Studio Voltaire: Judith Bernstein 'Rising' (until 24th August 2014)

Disclaimer: This post contains material that some may find offensive.

With her work distinctive in its rawness and holding an unapologetic stance on gender inequality, Judith Bernstein has been a pioneering presence in radical contemporary art since 1960s, at which point she began making "erotic art". In its classical sense, one might think of this as something similar to Titian's 1538 painting, 'Venus of Urbino'. However, as she has been doing for the past fifty years, Bernstein shows south London her latest gruesome, evocative paintings at Studio Voltaire, SW4, this summer, including what the gallery boasts as being the artist's largest scale piece to date. From 'Rising', the viewer can see that Bernstein has something of a visual voice which will not be silenced any time soon.

It is certainly interesting that generally, when a radical female artist emerges, she is automatically placed in the 'feminist artist' category, but it is with no doubt that Bernstein has earned this status, as her work has included collaborations with Guerrilla Girls and the Fight Censorship Group. So while her peers, and the next generation of artists, are regularly praised for creating politically minded works through a kind of passive activism (apologies for the hideous paradox), Bernstein has and continues to show how a strong body of work by a passionate woman leads to a fiery drive for change in the contemporary art world. Alas, upon entering Studio Voltaire, the viewer notices that the gallery is divided between two exhibition spaces. Due to the size of the work on display, this separation is necessary and subsequently produces an effective viewing experience.

The room to the right of the entrance is the more vast space, housing the five 'Screw' drawings and 'Golden Birth of the Universe', pictured below. While Bernstein's work definitively speaks for itself, the linear placement of the several 'Screw' pieces leading up to the 'Golden Birth of the Universe' really adds a climactic impact to our experience of the latter. Each 'Screw' charcoal piece, which are all products of work done this year by Bernstein, overwhelms the viewer with their monotony and repetition within the gallery space and certainly exudes a feeling of entrapment. In the case of these drawings, the curator has used Bernstein's ideas of female empowerment and sexual liberation in the placement of 'Screw' (1-5), as the tall canvases convey a strong sensation of male domination and a form of natural violence that is thrust upon those who find themselves an 'Other' to the male power structure.

'Golden Birth of the Universe' by Judith Bernstein
Photograph taken by Let's Make Lots of Monet

So onto the main feature of the room, 'Golden Birth of the Universe'; in addition to the obvious, hyper-sexualised use of imagery in play on the huge canvas, it is the various colours employed which also stage a presence. Firstly, it is the golden backdrop of the painting which helps alleviate and highlight the image in its entirety, but it is interesting to note that the two phallic figures at the top of the piece are presented in silver, hinting at the secondary nature to their female counterparts. Animating both male and female genitalia makes Bernstein's work both comical and biological. Referring again to the artist's colour palette, the size of the central 'Cuntface' (the artist's phrasing, not my own) uses tones we can relate to as being corporeal and raw; the rich reds, browns and pinks used towards the centre of the canvas ensure that the viewer can relate to Bernstein's expression. The vivid aggression of the colours, along with the tearing notion of the painting's face, creates a violence that suggests the vagina is an organ to be feared.

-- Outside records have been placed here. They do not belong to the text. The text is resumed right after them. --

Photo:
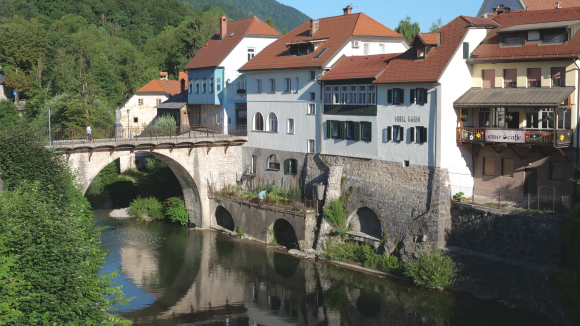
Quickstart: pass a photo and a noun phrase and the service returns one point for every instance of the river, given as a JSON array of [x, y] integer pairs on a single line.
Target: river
[[194, 277]]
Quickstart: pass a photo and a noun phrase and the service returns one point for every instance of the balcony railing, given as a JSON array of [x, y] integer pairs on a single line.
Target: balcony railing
[[562, 138]]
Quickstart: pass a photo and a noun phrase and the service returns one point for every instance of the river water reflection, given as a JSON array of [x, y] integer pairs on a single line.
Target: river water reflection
[[182, 277]]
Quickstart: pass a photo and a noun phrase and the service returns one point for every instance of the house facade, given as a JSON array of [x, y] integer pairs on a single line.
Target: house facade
[[216, 89], [520, 115], [285, 94]]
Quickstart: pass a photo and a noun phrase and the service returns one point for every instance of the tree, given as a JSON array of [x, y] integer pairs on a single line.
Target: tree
[[408, 29], [435, 26]]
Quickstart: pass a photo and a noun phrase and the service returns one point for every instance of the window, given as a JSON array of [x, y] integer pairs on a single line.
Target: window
[[510, 78], [272, 122], [556, 170], [254, 162], [258, 122], [488, 77], [507, 167], [372, 98], [335, 94], [489, 166], [251, 53], [421, 134], [362, 94], [272, 86], [365, 131], [290, 126], [558, 76], [312, 75], [327, 94], [421, 94], [290, 166], [273, 163], [398, 133], [534, 77], [311, 146]]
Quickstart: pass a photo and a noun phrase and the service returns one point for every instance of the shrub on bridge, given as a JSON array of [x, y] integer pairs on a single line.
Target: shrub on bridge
[[150, 206], [175, 210]]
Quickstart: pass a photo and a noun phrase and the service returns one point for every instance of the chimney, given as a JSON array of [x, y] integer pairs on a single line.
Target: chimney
[[347, 10], [223, 26], [313, 26]]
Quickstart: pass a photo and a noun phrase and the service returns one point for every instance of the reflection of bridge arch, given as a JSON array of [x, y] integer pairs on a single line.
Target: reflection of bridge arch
[[365, 220], [224, 218]]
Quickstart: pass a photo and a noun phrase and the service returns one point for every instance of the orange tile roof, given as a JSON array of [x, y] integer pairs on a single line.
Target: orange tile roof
[[489, 50], [359, 67], [550, 4], [215, 50], [336, 30], [405, 68]]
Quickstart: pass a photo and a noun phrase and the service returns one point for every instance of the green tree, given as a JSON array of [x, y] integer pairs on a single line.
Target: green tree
[[435, 26], [408, 29]]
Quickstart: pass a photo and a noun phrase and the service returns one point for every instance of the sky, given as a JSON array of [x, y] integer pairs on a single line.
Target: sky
[[390, 12]]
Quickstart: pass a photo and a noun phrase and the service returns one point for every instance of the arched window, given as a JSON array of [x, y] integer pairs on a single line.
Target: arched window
[[273, 163], [258, 121], [272, 122]]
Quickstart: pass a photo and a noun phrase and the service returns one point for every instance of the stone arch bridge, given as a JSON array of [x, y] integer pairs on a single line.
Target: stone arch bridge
[[196, 162]]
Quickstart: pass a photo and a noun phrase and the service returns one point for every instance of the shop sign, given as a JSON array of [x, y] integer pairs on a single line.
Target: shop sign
[[505, 136]]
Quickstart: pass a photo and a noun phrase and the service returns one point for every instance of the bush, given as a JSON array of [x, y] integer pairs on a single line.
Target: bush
[[430, 270], [175, 210], [150, 206]]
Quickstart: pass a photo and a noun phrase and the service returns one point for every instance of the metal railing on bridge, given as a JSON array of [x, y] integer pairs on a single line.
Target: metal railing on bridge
[[202, 132]]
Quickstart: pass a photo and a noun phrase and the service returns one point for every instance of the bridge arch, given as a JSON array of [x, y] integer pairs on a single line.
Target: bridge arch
[[224, 218], [366, 221]]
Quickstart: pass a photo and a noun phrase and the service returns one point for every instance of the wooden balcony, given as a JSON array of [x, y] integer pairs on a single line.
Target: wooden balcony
[[562, 138]]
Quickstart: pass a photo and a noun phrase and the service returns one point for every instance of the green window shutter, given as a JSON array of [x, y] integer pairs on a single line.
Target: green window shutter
[[357, 131]]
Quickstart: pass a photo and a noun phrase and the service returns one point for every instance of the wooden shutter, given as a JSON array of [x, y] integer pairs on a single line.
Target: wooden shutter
[[510, 75], [488, 78], [356, 131]]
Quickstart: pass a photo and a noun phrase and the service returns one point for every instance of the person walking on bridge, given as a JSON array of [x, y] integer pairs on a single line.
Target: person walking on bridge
[[89, 131]]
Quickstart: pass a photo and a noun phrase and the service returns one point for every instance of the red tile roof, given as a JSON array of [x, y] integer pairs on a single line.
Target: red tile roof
[[550, 4], [405, 68], [336, 30], [215, 50], [489, 50], [359, 67]]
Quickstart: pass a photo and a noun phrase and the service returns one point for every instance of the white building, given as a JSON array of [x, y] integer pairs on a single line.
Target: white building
[[399, 107], [216, 89], [284, 95]]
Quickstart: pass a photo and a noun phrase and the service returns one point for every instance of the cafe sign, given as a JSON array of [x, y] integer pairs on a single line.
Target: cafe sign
[[505, 136]]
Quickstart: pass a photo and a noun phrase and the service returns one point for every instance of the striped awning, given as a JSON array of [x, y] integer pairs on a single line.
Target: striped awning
[[514, 97]]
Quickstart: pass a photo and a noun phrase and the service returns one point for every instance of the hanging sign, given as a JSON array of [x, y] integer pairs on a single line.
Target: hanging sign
[[505, 136]]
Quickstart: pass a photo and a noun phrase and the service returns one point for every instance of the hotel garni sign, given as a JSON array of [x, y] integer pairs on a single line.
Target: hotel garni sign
[[505, 135]]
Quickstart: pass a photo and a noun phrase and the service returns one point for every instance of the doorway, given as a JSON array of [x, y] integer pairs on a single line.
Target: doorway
[[531, 183]]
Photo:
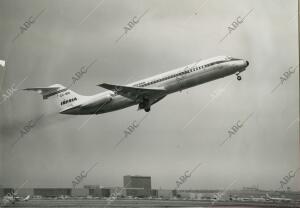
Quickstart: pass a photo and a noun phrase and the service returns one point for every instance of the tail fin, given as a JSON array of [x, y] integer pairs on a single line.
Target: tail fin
[[64, 97]]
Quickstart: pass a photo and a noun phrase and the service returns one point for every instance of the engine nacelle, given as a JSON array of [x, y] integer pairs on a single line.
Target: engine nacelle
[[97, 101]]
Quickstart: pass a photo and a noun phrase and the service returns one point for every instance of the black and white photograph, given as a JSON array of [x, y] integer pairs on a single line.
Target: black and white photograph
[[149, 103]]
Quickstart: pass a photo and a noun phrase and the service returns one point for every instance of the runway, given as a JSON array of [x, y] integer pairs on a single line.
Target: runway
[[90, 203]]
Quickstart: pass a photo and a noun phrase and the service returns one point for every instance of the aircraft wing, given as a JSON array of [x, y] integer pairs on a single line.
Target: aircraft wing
[[45, 91], [135, 93]]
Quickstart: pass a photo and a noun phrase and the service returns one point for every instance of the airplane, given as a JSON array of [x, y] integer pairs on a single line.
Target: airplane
[[13, 198], [277, 199], [146, 92]]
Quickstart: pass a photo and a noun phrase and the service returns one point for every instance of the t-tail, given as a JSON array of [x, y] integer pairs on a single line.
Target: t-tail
[[65, 98]]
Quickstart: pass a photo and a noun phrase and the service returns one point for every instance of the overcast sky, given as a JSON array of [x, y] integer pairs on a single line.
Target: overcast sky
[[181, 131]]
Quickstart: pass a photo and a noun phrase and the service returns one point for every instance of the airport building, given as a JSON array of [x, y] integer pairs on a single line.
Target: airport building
[[52, 192], [137, 186]]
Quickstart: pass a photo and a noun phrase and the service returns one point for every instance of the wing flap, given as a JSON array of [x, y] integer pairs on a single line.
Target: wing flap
[[46, 91]]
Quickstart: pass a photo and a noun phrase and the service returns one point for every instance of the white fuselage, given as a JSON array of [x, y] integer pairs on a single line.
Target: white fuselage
[[172, 81]]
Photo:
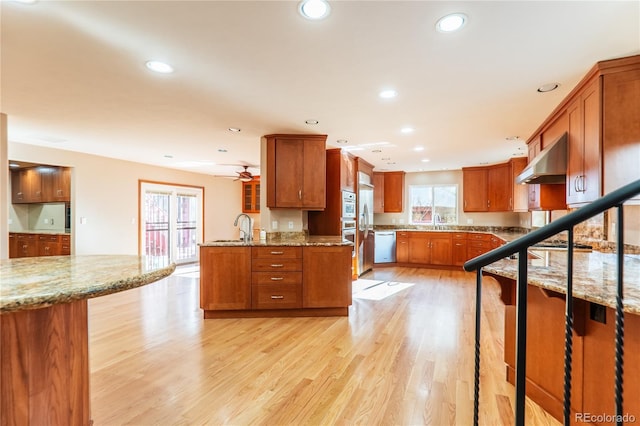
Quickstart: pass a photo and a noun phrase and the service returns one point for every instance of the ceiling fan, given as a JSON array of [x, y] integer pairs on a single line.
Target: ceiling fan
[[245, 175]]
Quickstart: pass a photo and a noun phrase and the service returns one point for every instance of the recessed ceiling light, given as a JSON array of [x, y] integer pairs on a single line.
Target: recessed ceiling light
[[314, 9], [452, 22], [548, 87], [161, 67], [388, 94]]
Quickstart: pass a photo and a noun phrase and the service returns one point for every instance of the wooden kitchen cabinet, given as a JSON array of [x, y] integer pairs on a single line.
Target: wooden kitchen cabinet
[[267, 281], [56, 184], [251, 196], [584, 150], [323, 265], [378, 192], [27, 245], [621, 129], [474, 189], [296, 171], [430, 248], [41, 184], [493, 189], [26, 186], [393, 192], [459, 248], [225, 278], [276, 277]]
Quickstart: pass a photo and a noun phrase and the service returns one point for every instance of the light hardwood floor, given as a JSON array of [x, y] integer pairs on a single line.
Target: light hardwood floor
[[403, 360]]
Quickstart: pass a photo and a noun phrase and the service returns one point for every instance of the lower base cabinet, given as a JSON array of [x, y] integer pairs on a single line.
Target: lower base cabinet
[[36, 245], [270, 281]]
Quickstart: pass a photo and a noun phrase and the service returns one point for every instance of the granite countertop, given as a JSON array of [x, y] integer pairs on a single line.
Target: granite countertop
[[47, 232], [312, 240], [38, 282], [594, 275]]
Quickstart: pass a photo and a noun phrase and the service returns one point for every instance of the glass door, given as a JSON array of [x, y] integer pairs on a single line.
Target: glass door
[[171, 223]]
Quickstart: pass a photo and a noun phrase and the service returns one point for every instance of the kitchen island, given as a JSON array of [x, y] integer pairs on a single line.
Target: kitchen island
[[44, 365], [594, 292], [309, 276]]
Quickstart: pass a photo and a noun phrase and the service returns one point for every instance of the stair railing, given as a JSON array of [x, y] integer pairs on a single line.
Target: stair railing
[[520, 246]]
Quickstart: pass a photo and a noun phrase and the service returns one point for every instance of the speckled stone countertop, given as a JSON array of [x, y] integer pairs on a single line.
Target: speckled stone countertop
[[42, 231], [313, 240], [38, 282], [594, 275]]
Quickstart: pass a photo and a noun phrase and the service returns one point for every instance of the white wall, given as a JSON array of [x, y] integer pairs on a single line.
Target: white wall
[[450, 177], [4, 189], [105, 192]]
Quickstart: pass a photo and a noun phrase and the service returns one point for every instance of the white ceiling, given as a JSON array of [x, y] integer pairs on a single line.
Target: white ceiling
[[73, 76]]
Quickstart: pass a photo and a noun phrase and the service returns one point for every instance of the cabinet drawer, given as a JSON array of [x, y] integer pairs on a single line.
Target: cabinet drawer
[[276, 296], [479, 244], [478, 237], [276, 278], [276, 252], [282, 264]]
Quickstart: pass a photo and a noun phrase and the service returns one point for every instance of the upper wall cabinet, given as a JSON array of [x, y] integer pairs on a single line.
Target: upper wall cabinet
[[251, 196], [493, 188], [296, 171], [388, 192], [601, 118], [41, 184]]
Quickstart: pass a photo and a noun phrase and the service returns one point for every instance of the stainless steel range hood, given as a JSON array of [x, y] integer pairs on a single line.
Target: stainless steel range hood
[[550, 166]]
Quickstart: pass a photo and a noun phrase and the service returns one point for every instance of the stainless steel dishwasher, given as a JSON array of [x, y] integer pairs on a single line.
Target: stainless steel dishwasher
[[385, 247]]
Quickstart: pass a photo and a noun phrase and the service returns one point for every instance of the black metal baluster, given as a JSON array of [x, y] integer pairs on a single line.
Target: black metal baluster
[[476, 379], [521, 337], [619, 319], [568, 332]]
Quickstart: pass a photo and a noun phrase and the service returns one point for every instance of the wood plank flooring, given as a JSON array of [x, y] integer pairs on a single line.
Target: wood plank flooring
[[403, 360]]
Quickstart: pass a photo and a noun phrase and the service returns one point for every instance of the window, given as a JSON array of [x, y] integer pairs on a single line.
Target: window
[[433, 204]]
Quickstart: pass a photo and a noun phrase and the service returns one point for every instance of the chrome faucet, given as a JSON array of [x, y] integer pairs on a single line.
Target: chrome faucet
[[245, 235]]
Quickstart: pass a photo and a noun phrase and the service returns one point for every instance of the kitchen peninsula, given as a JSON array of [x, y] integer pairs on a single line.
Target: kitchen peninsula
[[300, 276], [594, 292], [44, 365]]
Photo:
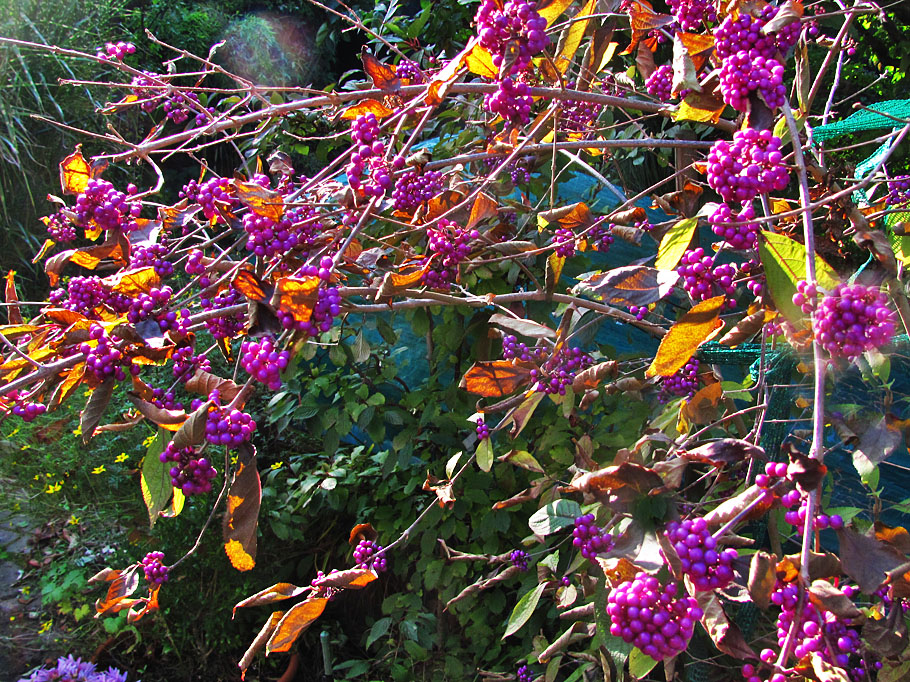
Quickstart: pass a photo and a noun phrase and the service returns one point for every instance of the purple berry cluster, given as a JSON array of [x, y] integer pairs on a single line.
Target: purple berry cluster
[[656, 618], [589, 538], [29, 410], [263, 362], [559, 371], [448, 244], [691, 13], [744, 236], [59, 228], [512, 100], [102, 358], [154, 568], [849, 320], [228, 427], [709, 567], [154, 256], [516, 30], [682, 383], [415, 187], [191, 474], [702, 279], [564, 242], [367, 555], [519, 559], [660, 83], [750, 165], [116, 51], [102, 205], [742, 74]]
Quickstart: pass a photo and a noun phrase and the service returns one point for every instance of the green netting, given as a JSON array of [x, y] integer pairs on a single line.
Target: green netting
[[878, 115]]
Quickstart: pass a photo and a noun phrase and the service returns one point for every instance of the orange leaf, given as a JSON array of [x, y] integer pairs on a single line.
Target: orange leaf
[[75, 172], [12, 299], [480, 61], [496, 378], [383, 76], [686, 335], [368, 106], [242, 516], [294, 622], [296, 296], [260, 200]]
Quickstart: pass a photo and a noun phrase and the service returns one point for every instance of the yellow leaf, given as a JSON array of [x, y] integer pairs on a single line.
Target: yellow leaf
[[686, 335]]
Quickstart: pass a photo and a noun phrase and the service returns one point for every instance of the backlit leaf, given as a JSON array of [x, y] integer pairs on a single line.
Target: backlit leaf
[[496, 378], [686, 335], [293, 624], [242, 515], [674, 244], [524, 609], [367, 106]]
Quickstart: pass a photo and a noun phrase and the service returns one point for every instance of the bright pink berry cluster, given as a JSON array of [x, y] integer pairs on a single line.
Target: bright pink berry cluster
[[708, 566], [263, 362], [448, 244], [750, 165], [415, 187], [849, 320], [191, 474], [154, 569], [702, 279], [656, 618], [102, 205], [367, 555], [589, 538]]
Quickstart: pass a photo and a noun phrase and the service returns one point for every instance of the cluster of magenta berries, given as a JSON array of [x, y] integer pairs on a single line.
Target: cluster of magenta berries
[[658, 619], [102, 359], [107, 207], [513, 349], [690, 14], [660, 83], [519, 559], [589, 538], [702, 279], [29, 410], [682, 383], [367, 554], [229, 427], [517, 29], [116, 51], [154, 568], [741, 236], [152, 256], [59, 228], [559, 371], [448, 244], [849, 320], [415, 187], [191, 474], [708, 566], [264, 362], [750, 165]]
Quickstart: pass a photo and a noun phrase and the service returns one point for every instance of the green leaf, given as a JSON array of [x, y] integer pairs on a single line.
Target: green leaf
[[640, 664], [675, 243], [784, 261], [155, 481], [524, 609], [485, 454], [554, 517]]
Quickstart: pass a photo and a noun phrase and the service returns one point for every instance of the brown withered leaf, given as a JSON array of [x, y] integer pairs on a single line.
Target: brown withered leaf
[[496, 378], [241, 518], [382, 75], [445, 496]]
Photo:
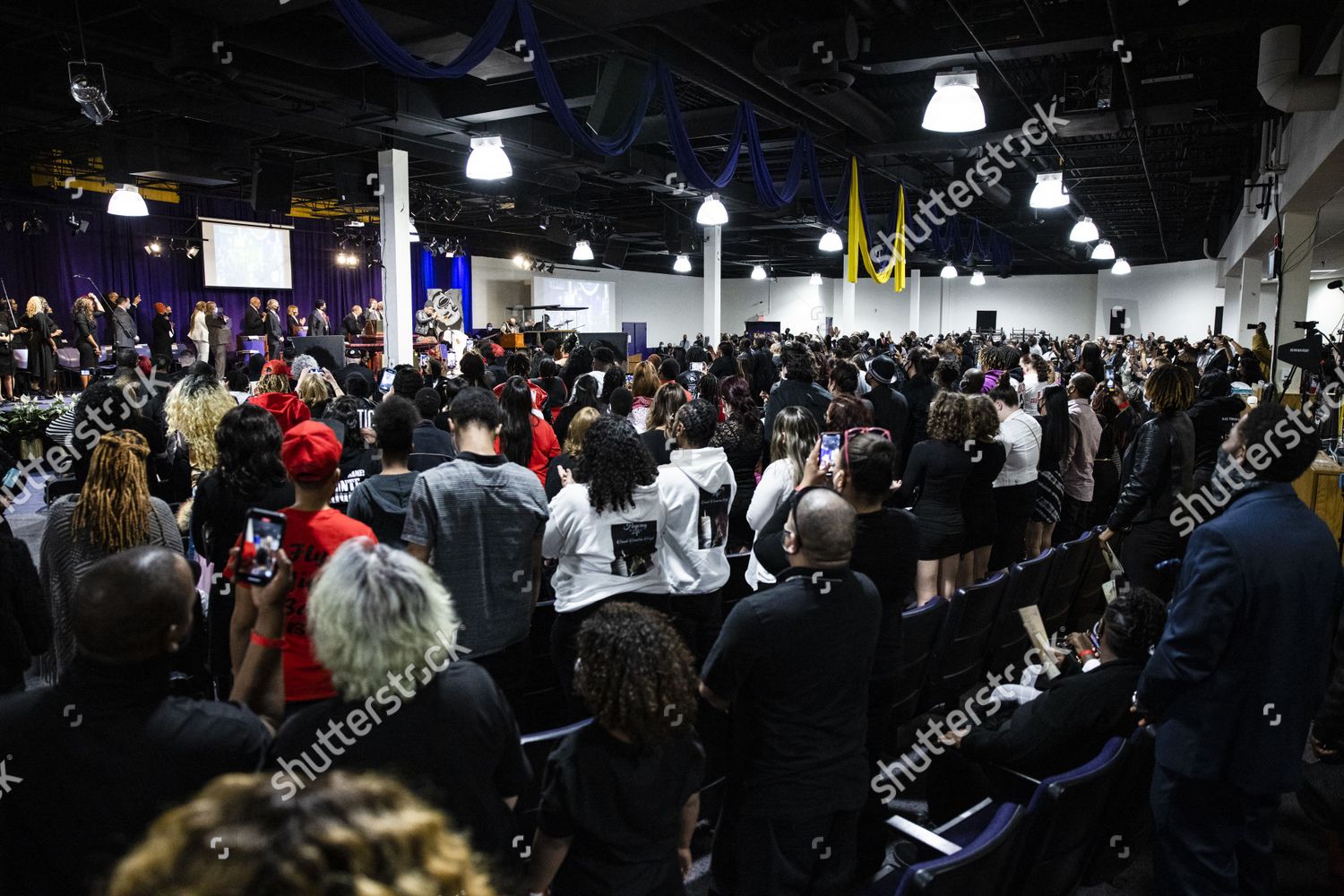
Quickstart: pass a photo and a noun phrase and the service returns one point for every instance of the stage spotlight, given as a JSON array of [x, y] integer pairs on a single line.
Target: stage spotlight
[[90, 93]]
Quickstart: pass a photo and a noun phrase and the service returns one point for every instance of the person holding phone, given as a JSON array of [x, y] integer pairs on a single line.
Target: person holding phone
[[312, 530]]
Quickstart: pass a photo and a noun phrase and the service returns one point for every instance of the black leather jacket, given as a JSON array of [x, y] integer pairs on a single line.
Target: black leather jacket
[[1158, 469]]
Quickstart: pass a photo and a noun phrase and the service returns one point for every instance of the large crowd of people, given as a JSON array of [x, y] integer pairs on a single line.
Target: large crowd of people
[[351, 723]]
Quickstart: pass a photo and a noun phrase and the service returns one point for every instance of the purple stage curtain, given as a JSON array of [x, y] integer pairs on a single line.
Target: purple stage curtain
[[112, 253]]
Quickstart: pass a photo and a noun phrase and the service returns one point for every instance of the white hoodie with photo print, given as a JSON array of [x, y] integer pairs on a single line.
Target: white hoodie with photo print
[[698, 487]]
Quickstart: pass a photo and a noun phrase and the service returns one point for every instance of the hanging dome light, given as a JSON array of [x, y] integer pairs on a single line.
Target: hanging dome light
[[954, 107], [1083, 231], [128, 202], [1048, 191], [711, 212], [488, 160]]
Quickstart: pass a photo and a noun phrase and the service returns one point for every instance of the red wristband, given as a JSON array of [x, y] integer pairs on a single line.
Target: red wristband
[[263, 641]]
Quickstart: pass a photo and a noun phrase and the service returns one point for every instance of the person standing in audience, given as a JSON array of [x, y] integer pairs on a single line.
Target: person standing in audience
[[314, 530], [107, 748], [383, 626], [798, 774], [366, 831], [1055, 435], [978, 498], [1015, 487], [1159, 469], [1242, 665], [696, 490], [795, 435], [478, 520], [797, 389], [382, 500], [112, 512], [524, 437], [607, 532], [932, 487], [620, 797], [1083, 441]]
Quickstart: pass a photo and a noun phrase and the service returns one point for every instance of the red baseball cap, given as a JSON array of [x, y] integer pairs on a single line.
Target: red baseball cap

It is the intricate details of the 5m x 5m painting that add further intrigue to the work, as the jagged shapes around the neon yellow middle resemble one of two things: a sixteenth century chastity belt, an item which was worn by women to deter sexual advances or temptation, or the twenty-first century device of the (lesser circulated) anti-rape condom. Considering both these items, it is interesting to see the different ways in which a woman's sexuality has been, and continues to be, placed in the hands of someone other than herself, whether it be retaining honour through chastity, or violently robbed through rape. Whichever idea Bernstein was planning with the addition of jagged teeth on her vagina depiction, (or whether it was a mere allusion to the 'vagina dentata'), it certainly evokes a sense of fear in the viewer, regardless of gender.

Into the gallery's second space, the viewer is faced with 'Birth of the Universe #33', pictured below. The room itself is small and closed, with the addition of a blue LED light embedded in the ceiling in order to allow the painting to glow in the darkness of its environment. As we see in 'Golden Birth of the Universe', a drooping phallic character is seen in the painting, this time taking a much more focal role. Despite its innocent shape and appearance, there is certainly something largely unnerving about these characters; perhaps it is the gaze they offer the vaginal shape and the confusing combination of the wild female organ in comparison to the timid, lowly phallic image. As such, Bernstein continually poses questions about the winners and losers of sex, both the act and the physical differentiation. Being enclosed with the painting in moderate darkness evokes an almost graphic-novel style of terror, especially with the artist's use of bright, neon paint with a dark, star-lit sky as a backdrop.